EXAMPLE 5.23

The population distribution for our first simulation study is normal with $\mu =8.25$ and $\sigma =.75$ , as pictured in Figure 5.11. [The article “Platelet Size in Myocardial Infarction” (British Med. J., 1983: 449-451) suggests this distribution for platelet volume in individuals with no history of serious heart problems.]

Figure 5.11 Normal distribution, with $\mu =8.25$ and $\sigma =.75$

We actually performed four different experiments, with 500 replications for each one. In the first experiment,500 samples of $n=5$ observations each were generated using Minitab, and the sample sizes for the other three were $n=10,n=20$ , and $n=30$ , respectively. The sample mean was calculated for each sample, and the resulting histograms of $\bar{x}$ values appear in Figure 5.12.

Figure 5.12 Sample histograms for $\bar{x}$ based on 500 samples, each consisting of $n$ observations: (a) $n=5$ ; (b) $n=10$ ; (c) $n=20$ ; (d) $n=30$

The first thing to notice about the histograms is their shape. To a reasonable approximation, each of the four looks like a normal curve. The resemblance would be even more striking if each histogram had been based on many more than $500\bar{x}$ values. Second, each histogram is centered approximately at 8.25 , the mean of the population being sampled. Had the histograms been based on an unending sequence of $\bar{x}$ values, their centers would have been exactly the population mean,8.25 .

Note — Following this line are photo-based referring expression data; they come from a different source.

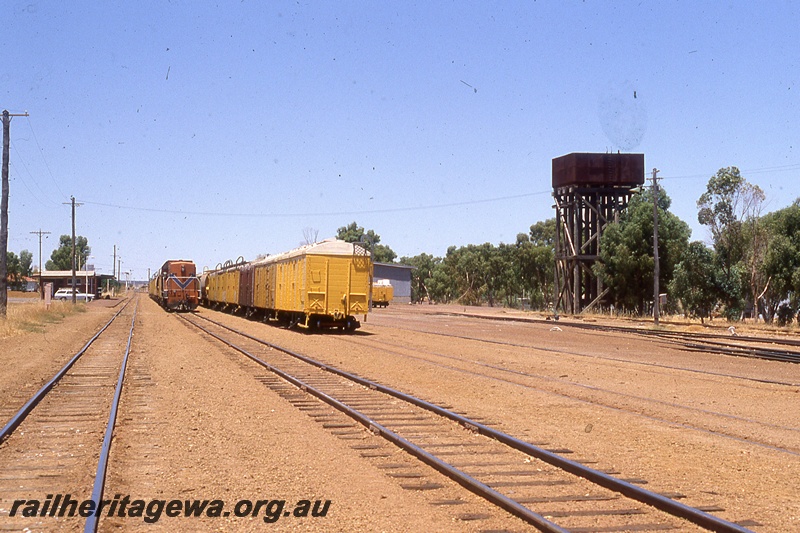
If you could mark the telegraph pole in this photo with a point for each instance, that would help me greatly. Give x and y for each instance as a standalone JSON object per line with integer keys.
{"x": 4, "y": 213}
{"x": 656, "y": 268}
{"x": 41, "y": 267}
{"x": 74, "y": 278}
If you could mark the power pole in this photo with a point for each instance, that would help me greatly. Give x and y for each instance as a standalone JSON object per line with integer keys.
{"x": 4, "y": 214}
{"x": 656, "y": 267}
{"x": 41, "y": 267}
{"x": 74, "y": 278}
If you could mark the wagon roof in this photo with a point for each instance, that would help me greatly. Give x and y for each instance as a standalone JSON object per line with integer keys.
{"x": 326, "y": 247}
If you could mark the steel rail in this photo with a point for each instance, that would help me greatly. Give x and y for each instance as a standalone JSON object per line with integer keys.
{"x": 450, "y": 471}
{"x": 25, "y": 410}
{"x": 668, "y": 505}
{"x": 724, "y": 348}
{"x": 102, "y": 465}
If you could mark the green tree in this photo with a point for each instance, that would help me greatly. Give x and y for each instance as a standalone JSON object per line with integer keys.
{"x": 730, "y": 208}
{"x": 428, "y": 279}
{"x": 694, "y": 282}
{"x": 61, "y": 258}
{"x": 355, "y": 233}
{"x": 782, "y": 261}
{"x": 626, "y": 251}
{"x": 13, "y": 268}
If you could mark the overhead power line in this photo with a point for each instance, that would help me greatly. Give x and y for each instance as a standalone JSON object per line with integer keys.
{"x": 317, "y": 214}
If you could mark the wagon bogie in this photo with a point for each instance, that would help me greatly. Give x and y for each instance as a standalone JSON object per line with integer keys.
{"x": 175, "y": 286}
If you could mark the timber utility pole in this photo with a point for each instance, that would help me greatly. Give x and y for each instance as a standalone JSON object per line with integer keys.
{"x": 74, "y": 278}
{"x": 4, "y": 214}
{"x": 41, "y": 267}
{"x": 656, "y": 268}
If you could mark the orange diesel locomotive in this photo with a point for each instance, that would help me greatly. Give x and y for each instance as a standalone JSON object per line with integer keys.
{"x": 175, "y": 287}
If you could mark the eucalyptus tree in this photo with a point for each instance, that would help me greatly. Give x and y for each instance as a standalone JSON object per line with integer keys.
{"x": 626, "y": 251}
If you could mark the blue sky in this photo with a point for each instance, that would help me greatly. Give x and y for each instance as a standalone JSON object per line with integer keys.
{"x": 212, "y": 130}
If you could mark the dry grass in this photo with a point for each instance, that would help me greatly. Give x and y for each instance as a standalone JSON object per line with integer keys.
{"x": 33, "y": 317}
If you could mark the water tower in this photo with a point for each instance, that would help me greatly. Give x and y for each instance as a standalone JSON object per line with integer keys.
{"x": 590, "y": 191}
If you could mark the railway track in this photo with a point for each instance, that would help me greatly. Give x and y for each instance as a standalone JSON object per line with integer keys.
{"x": 50, "y": 447}
{"x": 730, "y": 344}
{"x": 539, "y": 485}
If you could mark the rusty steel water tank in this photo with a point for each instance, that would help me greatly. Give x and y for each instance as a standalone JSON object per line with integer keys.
{"x": 598, "y": 170}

The final aspect of the histograms to note is their spread relative to one another. The larger the value of $n$ , the more concentrated is the sampling distribution about the mean value. This is why the histograms for $n=20$ and $n=30$ are based on narrower class intervals than those for the two smaller sample sizes. For the larger sample sizes, most of the $\bar{x}$ values are quite close to 8.25 . This is the effect of averaging. When $n$ is small, a single unusual $x$ value can result in an $\bar{x}$ value far from the center. With a larger sample size, any unusual $x$ values, when averaged in with the other sample values, still tend to yield an $\bar{x}$ value close to $\mu$ . Combining these insights yields a result that should appeal to your intuition: $\bar{X}$ based on a large $n$ tends to be closer to $\mu$ than does $\bar{X}$ based on a small $n$ .